VasX secretion is dependent on the T6SS proteins Hcp, VasK, and VgrG-2.

Since VasX depends on the T6SS regulator VasH for expression, we hypothesized that the T6SS structural complex is required for VasX secretion. To test this, we employed the isogenic T6SS deletion mutants V52Δhcp-1,2 (V52 with hcp-1 and hcp-2 deleted), V52ΔvgrG-1, V52ΔvgrG-2, V52ΔvgrG-3, and V52ΔvasK (34). As shown in Fig. 3A, VasX was secreted by wild-type V52, V52ΔvgrG-1, and V52ΔvgrG-3 but not by V52ΔvasK, V52Δhcp-1,2, or V52ΔvgrG-2. Furthermore, the secretion of VasX matched the export pattern of Hcp. VgrG-2 was the only one of the three VgrG proteins absolutely required for the export and secretion of both Hcp and VasX (Fig. 3A). The absence of VasX in culture supernatants was not due to a failure to produce VasX within the cell, as VasX was present in bacterial pellet samples of all T6SS mutants tested (with the exception of the in-frame deletion mutant V52ΔvasX) (Fig. 3A).

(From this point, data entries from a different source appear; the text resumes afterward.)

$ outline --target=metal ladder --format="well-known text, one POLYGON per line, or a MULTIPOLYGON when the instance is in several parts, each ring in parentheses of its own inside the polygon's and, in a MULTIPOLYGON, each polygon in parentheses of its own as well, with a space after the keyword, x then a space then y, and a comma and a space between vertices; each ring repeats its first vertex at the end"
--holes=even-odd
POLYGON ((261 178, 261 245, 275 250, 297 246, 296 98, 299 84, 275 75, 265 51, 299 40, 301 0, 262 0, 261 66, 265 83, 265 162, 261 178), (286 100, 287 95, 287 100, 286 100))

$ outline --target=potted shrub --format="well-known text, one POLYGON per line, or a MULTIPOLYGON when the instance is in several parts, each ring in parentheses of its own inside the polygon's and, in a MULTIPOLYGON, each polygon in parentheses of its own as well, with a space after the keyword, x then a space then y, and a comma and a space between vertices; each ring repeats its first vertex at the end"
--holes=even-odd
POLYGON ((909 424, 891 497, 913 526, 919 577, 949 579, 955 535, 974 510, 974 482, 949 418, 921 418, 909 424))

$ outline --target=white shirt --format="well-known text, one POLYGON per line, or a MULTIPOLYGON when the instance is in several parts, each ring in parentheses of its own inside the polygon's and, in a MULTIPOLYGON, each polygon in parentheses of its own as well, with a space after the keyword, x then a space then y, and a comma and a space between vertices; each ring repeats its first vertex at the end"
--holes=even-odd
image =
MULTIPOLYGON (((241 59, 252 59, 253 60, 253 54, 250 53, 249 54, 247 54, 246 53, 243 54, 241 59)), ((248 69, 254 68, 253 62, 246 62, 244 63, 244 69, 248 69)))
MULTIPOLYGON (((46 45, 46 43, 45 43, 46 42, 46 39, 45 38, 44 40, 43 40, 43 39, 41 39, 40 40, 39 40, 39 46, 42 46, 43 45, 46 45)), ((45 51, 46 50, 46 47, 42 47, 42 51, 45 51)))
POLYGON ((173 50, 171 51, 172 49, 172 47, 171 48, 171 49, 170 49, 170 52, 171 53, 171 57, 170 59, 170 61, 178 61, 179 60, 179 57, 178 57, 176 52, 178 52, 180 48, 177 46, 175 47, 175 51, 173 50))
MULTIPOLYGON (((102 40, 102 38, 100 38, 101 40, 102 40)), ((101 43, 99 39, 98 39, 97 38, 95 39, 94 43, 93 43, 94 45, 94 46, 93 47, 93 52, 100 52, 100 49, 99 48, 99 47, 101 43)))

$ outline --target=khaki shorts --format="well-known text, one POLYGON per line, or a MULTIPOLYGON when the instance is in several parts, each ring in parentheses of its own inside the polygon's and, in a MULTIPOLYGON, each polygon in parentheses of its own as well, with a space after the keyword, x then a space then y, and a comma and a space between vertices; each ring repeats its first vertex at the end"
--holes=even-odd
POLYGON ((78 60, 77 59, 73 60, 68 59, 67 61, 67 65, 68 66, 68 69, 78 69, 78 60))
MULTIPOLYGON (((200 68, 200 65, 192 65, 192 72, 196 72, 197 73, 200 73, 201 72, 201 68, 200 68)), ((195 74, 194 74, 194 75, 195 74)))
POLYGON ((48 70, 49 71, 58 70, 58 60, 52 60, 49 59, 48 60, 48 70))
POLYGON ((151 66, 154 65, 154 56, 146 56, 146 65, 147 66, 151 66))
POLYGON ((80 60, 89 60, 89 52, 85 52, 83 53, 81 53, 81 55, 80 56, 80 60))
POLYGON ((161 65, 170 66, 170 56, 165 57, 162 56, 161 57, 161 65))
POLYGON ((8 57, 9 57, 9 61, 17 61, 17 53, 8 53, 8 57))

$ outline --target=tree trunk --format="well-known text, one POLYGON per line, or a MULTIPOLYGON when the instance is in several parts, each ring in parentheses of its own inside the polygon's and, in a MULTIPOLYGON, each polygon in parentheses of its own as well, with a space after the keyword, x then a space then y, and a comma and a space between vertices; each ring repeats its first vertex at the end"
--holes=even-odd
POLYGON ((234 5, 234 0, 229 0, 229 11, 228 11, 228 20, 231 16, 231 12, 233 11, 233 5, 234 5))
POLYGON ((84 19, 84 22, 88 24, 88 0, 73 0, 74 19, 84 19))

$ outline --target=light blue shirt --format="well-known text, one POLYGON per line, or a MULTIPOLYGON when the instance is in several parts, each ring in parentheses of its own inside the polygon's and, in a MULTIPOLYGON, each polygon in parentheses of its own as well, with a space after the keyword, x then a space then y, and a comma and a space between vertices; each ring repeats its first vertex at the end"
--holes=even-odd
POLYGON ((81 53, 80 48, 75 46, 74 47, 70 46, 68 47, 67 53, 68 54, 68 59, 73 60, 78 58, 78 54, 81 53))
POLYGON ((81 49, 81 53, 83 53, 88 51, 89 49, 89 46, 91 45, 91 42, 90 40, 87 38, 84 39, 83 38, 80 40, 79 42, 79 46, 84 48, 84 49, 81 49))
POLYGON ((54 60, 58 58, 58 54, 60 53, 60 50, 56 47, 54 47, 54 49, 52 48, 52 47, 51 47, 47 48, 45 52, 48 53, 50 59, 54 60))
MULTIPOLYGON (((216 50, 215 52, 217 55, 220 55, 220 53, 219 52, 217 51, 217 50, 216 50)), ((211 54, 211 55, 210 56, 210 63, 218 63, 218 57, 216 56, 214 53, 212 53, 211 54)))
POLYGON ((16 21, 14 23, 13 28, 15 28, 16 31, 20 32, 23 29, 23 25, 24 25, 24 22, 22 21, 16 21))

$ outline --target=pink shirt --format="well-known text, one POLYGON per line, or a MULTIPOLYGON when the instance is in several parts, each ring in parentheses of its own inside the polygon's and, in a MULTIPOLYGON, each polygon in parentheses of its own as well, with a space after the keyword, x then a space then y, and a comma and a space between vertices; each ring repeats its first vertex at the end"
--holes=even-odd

Interestingly, deletion of vasX did not affect the production/export of Hcp (Fig. 3A), and thus, VasX does not appear necessary for the formation of the T6SS structural apparatus. Aside from Hcp nanotubes, VgrG protein trimers are also important factors for producing a functional T6SS cell-puncturing complex (33, 34). Therefore, we tested whether VasX was required for VgrG-1-mediated cross-linking of host cell actin. To determine whether host cell actin is cross-linked by V52ΔvasX, murine RAW 264.7 macrophages were infected with the wild type, V52Δhcp-1,2, V52ΔvasK, V52ΔvgrG-1, or V52ΔvasX for 2 h. Following infection, cells were collected, lysed, and resolved by SDS-PAGE followed by Western blotting using an antiactin antibody. Actin cross-linking was visualized by a “laddering” effect of actin bands, as monomeric units of G-actin are covalently attached to one another, forming higher-molecular-weight structures (33). As seen in Fig. 3B, only wild-type V52 and V52ΔvasX strains were capable of cross-linking RAW 264.7 cell actin. Thus, deletion of vasX did not affect the assembly or the enzymatic function of the T6SS physical translocon complex. Taken together, we conclude from these data that VasK, Hcp, and VgrG-2 are required for VasX secretion and that VasX has the same transport dependencies as Hcp. Furthermore, VasX is not imperative for the formation of a functional T6SS translocon complex.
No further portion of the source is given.